Chalmers rubbed his thumb across the lid of the old tin. ‘Tell you what, why don’t you come with me to Dunfearn in the morning? For the run.’
Barra glanced down. ‘Well, I thought I’d … just be here tomorrow. Just … be about here.’
‘Fine,’ Chalmers said. He scraped his chair across the lino and marched into the living room, already reaching to turn on the television set.
As he switched the dial between channels, Barra looked up at his mother. ‘Did I make Da mad?’ he asked.
‘No, Barra, you didn’t make yir father mad. He’s just in a bad mood,’ Rose replied tightly, making sure Chalmers heard.
She heard Chalmers sigh heavily as he settled into his armchair. That was another thing! Chalmers had insisted on buying the black vinyl suite as soon as he’d seen it in Dawson’s window, and had stubbornly refused to admit that it was nowhere near as comfortable as the moquette. Well, he’d bought it. Now he could put up with it.
Rose bit her lip, pained at her own mean-spiritedness. She couldn’t deny how hard Chalmers worked to provide them all with a nice home, a home she was proud of. God, if she could just settle herself, get things back to normal.
Barra was hanging on the doorknob, unsure whether to go or stay.
‘You’d be better off going with him tomorrow than hanging about the woods all day – waiting for some angel to appear,’ she said, her voice low.

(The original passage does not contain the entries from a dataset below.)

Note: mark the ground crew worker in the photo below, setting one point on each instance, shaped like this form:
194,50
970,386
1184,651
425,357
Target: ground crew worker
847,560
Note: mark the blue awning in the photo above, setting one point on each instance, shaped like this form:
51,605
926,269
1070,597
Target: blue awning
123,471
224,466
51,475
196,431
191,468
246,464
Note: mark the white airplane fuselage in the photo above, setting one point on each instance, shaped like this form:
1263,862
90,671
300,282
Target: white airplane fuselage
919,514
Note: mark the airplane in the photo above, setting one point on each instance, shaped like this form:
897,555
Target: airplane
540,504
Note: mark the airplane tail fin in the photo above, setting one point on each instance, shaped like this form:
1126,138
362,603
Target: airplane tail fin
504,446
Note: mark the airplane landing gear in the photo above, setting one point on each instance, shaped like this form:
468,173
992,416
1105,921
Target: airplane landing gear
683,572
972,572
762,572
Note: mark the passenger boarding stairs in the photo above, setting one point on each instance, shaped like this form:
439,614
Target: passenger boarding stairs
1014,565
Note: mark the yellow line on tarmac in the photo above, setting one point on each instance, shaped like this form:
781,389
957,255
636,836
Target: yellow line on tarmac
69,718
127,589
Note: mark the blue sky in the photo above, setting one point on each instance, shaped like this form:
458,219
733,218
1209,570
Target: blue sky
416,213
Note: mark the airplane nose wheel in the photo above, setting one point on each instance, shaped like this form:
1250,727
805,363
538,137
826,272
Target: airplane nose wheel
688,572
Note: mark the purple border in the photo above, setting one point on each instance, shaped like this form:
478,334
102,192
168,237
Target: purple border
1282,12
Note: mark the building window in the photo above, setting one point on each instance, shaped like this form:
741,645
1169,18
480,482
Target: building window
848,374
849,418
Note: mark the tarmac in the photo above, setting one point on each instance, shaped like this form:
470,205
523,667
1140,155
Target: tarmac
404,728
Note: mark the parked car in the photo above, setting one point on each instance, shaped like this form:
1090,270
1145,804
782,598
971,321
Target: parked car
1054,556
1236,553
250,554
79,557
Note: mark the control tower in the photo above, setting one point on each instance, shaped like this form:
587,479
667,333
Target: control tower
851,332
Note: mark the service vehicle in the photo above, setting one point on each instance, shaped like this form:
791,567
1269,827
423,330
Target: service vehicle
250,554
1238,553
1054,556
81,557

Barra held the back door open. He reached for her sleeve, drawing her closer. ‘He’ll be there, Mam,’ he whispered back. ‘He will.’
Murdo Macrae had risen at five-thirty for as long as he could remember, and the first hour of the day had always been his own time; a time to ease himself into the needs of the day, and to enjoy a mug or two of strong tea and the first fill of his pipe. Even Gallus, without ever having being told, understood this.

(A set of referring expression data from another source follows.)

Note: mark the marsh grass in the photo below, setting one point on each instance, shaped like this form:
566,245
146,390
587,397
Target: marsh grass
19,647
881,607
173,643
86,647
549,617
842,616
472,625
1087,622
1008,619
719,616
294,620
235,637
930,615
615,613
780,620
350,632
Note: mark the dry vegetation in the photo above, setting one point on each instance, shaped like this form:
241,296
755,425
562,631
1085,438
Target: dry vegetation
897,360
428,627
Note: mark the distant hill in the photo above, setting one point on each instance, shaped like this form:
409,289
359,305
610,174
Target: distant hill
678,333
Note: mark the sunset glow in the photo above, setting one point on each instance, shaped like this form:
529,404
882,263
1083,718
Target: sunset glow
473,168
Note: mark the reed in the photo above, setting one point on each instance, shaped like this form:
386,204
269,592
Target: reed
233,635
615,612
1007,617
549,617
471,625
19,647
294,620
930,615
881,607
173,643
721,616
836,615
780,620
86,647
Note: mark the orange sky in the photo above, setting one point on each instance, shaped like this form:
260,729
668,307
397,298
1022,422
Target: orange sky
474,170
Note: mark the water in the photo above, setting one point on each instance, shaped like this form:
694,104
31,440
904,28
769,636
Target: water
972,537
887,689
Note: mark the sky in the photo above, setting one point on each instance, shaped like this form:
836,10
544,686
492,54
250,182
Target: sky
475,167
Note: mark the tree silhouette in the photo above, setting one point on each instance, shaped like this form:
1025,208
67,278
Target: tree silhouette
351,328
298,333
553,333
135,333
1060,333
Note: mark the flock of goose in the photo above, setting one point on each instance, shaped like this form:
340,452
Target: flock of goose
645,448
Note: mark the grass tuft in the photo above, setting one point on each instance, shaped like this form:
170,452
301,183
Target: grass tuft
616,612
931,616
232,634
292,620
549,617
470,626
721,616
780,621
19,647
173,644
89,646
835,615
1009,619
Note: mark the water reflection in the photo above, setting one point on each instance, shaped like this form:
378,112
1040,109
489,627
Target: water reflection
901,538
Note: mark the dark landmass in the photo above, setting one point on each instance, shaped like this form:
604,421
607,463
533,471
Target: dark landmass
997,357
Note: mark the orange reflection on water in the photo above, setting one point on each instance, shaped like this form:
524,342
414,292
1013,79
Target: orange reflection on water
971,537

Murdo had raised several dogs over the years, but none had had the quick high spirits of the Westie. And though Gallus was on the go from dawn to dusk, not even he disturbed this, the most precious hour of the day.
Right now the terrier was lying under the kitchen table, quivering with unease.
‘D’you have to do that just now?’ Murdo sighed.
Helen, in a candlewick dressing-gown, her hair plastered to her head under an ancient hairnet, was yanking the heart from a cabbage with a knife which might well have been the envy of her ancestors.
‘I need to get the soup on,’ she answered.